Open bowl seems obvious, especially at LongHouse which is filled with open vessels—ceramic, wood, basket—so many receptacles for receiving, filling, gathering.  Technically the term open bowl is known to professional players to describe a non-sanctioned game, play without frames or borders.  Open bowl refers to freedom, relaxation of rules, willingness to release control.  The unplanned moment.

In the past two weeks, we saw this happen in the most marvelous way and while I stood in awe, those on staff who have witnessed the open bowl many times just smiled. Even while we are working according to carefully scripted days of gardening, cleaning, scheduled arrival of sculptures, all in anticipation of a planned opening day of April 30, a call came in, a tip that we had to see a sculpture on view at Socrates Sculpture Park in Queens, just up the block from the Noguchi Museum.  An up and coming artist, Moko Fukuyama, had made a triptyph sculpture out of oaks felled by Hurricane Sandy at the schoolyard at East Woods School in Oyster Bay, Long Island.  She had brought the trunks to Socrates, loved them, polished them, nourished them, painted them, made them into gigantic fishing lures paying homage to Shinto traditions of characters inherent in a landscape. Her so-called Hell Gate Keepers are about abundance of land and sea and life. 
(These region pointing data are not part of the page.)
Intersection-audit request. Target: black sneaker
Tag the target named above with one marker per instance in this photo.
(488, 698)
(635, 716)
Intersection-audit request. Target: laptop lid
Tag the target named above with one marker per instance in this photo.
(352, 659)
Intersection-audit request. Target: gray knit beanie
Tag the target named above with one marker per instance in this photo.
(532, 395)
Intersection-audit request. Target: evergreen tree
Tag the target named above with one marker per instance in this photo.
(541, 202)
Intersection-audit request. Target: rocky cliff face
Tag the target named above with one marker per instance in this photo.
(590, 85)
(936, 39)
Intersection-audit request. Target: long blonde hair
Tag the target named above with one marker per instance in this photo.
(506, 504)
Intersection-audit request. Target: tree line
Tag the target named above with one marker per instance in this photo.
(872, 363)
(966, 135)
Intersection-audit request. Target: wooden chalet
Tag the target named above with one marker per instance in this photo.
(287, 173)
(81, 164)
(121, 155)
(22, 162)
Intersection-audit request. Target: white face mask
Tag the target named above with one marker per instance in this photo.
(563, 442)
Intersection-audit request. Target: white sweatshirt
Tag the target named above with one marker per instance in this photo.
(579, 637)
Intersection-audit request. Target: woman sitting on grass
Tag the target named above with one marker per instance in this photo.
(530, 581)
The trick was that we had to see them fast, closing day March 20, before they were sent to storage, a fast dash to Socrates on a Sunday afternoon to meet the artist and her collaborators. Talk about open bowl: the pieces are inspired, the combined origin of the materials from Long Island and homage to Shinto traditions (the same that inspired Jack’s house) too good to be true.  We had one week—seven days—to figure out how to truck nearly 2000 pounds of tree sculpture from Queens to East Hampton.  Against all odds of supply chain delays and traffic jams and uncertainty, the amazing staff at LongHouse jumped on the phone, found a willing trucker who collected the pieces and brought them to us on March 28 (ok eight days).